La distribuzione della prima versione di Photoshop con Adobe inizia nel febbraio 1990, ma in realtà la primissima versione denominata ‘Display’ fu realizzata da Thomas Knoll nel 1987, visualizzava però solo immagini in scala di grigio. Fu il fratello, John Knoll, che lavorava per la società di George Lucas nota per gli effetti speciali di film come Star Wars e Star Trek, che incoraggiò Thomas a sperimentare: mesi di paziente lavoro su un Macintosh II (il primo Mac a colori) e la riscrittura del software consentirono l’installazione dei primi rudimentali filtri, la compatibilità con diversi formati, correggendo luminosità, tonalità, pennelli e strumenti per la selezione. Così i fratelli Knoll partirono all’assalto della Silicon Valley: prima si accordarono con Barneyscan che produceva software (la prima versione fu distribuita con circa 200 prodotti), poi si rivolsero ad Adobe che capendo le potenzialità del programma si accordò con i due fratelli riconoscendo loro royalty sulle vendite. La distribuzione iniziò appunto nel 1990 e fu subito un gran successo: già nei mesi successivi venne rilasciata una nuova versione e tante altre negli anni a seguire (nel ’99 arriva anche l’ottimizzazione delle immagini per il web) fino a quella odierna che è la CS4, ma anche applicazioni per i telefonini.

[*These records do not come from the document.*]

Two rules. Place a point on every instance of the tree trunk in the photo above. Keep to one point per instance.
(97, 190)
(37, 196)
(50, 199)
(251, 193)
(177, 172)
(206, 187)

Ovviamente ci vorrebbe un libro intero per raccontare i tanti traguardi di un software oramai indispensabile che ha portato tanti cambiamenti anche al nostro costume. Basti pensare che con i suoi filtri taumaturgici è il sale di qualunque copertina di moda e non solo (una star nostrana come Antonella Clerici ha ammesso di usarlo per spianare la pancetta) ma anche di qualunque book fotografico (di recente è stato usato pure al contrario per ingrassare le modelle per una campagna contro l’anoressia). E un uso abbondante ne fanno anche i candidati politici (per apparire belli sui loro manifesti elettorali, ma anche la satira per sbeffeggiarli) e una foto sul Times di Obama in versione Andy Warhol ha fatto il giro del mondo. Senza contare che ha dato una mano anche a realizzare delle bufale: l’ultima in ordine di tempo, la foto di John Fitzgerald Kennedy su uno yacht in compagnia di alcune donne nude, che invece nello scatto originale erano in bikini.
Insomma, tutti indizi che dimostrano, nonostante gli anni, la vitalità di questo software tradotto in ben 27 lingue che ritocca oramai tutte le foto che vediamo mescolando reale e virtuale. «Lo uso per fare piccole correzioni di colore, quando la gente guarda le mie foto, non vede immagini al Photoshop, vede la realtà», ha detto il fotoreporter americano Joel Meyerowitz, vincitore di tanti premi e l’unico ad aver avuto accesso a Ground Zero dopo il crollo delle Torri Gemelle.